白んだ空、胸は明かず

Twitter:@siramune

本物の自分は何処に

某氏のブログを読み、「あぁ…そういえば…」と思い出したことがあったので、この記事を書くことに決めました。

嘘に嘘を重ね、本物の自分が何処にいるのか分からなくなっていた高校生のときにこのテーマについて考えたことがあります。

そのため、記事の内容のほとんどが当時の考えをそのまま書いたものとなります。

 

 

田舎で育ったため、中学校までは同級生がみんな小学校からずっと一緒!みたいな環境で過ごしていました。

そのため中学校までは、私の根っこから知っているような人ばかりですので、周囲の私に対するイメージも豊富で柔軟に変化するようなものでした。
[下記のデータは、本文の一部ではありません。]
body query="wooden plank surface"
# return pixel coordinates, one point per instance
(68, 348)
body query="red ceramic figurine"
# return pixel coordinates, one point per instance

要するに、ほとんど嘘偽りなく過ごすことができていました。

 

しかし、顔見知りのいない高校に入ると、状況は一変しました。

入学当初不安で、周りの人間に見捨てられたりしないよう真面目に努めていた私は周りから「優等生」というイメージを抱かれました。

「〇〇君は真面目だから〜」とか「〇〇君はそんな馬鹿みたいなのは嫌いだよね?」とかそんなことを言われたこともあったと記憶しています。

そんな周りの印象を歪め、嫌われてしまうことを恐れた私はその「優等生」のイメージに沿った生き方をし始めました。

だから、3年間の高校生活の中で、(少なくとも人目につくような場所では)、素直な自分というものを見せたことはないと思います。

(自業自得でもあるのですがね…)

 

そして家庭内でも、そんなに素直な自分では居られないのが私の環境でした。

説明は省きますが、

やっぱり親の私に持つイメージを崩壊させないように努めていました。

 

他にも自分の持つ「仮面」はいくつかありました。

「優等生としての仮面」と「家庭内での仮面」の他に、「いつも遊ぶメンバーの中での仮面」と「ネット上での仮面」があったと思います。

この中で素直な私に一番近いのは「いつも遊ぶメンバーの中での仮面」でしょうか。

これは中学生以来の仲の良い男子4人ほどのグループですが、ここで息をしているときは苦しくありません。

(20歳を超えた現在も続いている集まりで、とても気楽です)

 

そしてブログのテーマに戻るのですが、高校生の時に、その仲良しグループのある人物に、以上の理由から「本物の自分が何処にいるのか分からない」と打ち明けたことがありました。

そうすると、彼は逡巡することなく、次のように言い放ちました。

 

「全部自分だろ?」

 

たとえ、何らかのコミュニティに応じた複数のペルソナを持っていたとしても、その仮面を被っている自分は自分であって、唯ひとりである。本物の自分なんてそんなに固定されたものじゃないでしょ?

そんなことを言いたかったのではないのかなと思います。

 

たぶん、この事に悩んでいた当時の私は複数のペルソナを被ることを恥ずかしく思い、どれか一つの確かなキャラクター(ペルソナとも言える)に自分を固定したかったのだと思います。

しかし彼にその言葉を言われてからは、複数のペルソナを被っていたとしても、それらを被っている私は唯ひとりで、複数のペルソナを持つことも含めて「"本物の"自分」なんだと意識を改めるようになりました。

(自分のキャラクターを外にではなく、内に求め始めたとも言える気がします)

 

まるで言葉遊びのようですが、

「本物」という言葉に対する意識を変えただけで、悩みは吹き飛びました。

 

ペルソナまでひっくるめて、全てが私を構成している。

だから、所属するコミュニティが変わって、ペルソナが変われば本物の自分も流動的に変わっていく。

そんな風に捉えるようになりました。

 

 

でも今では、何処かに確かな「"本物の"自分」が存在すると思っています。

流動的ではない、自分の根幹を成す「本当の"本当の"自分」が。

それが何処にあって、どんなものなのかは20歳を過ぎた今でも分かりませんが、それをいつか見つけられたらなと考えています。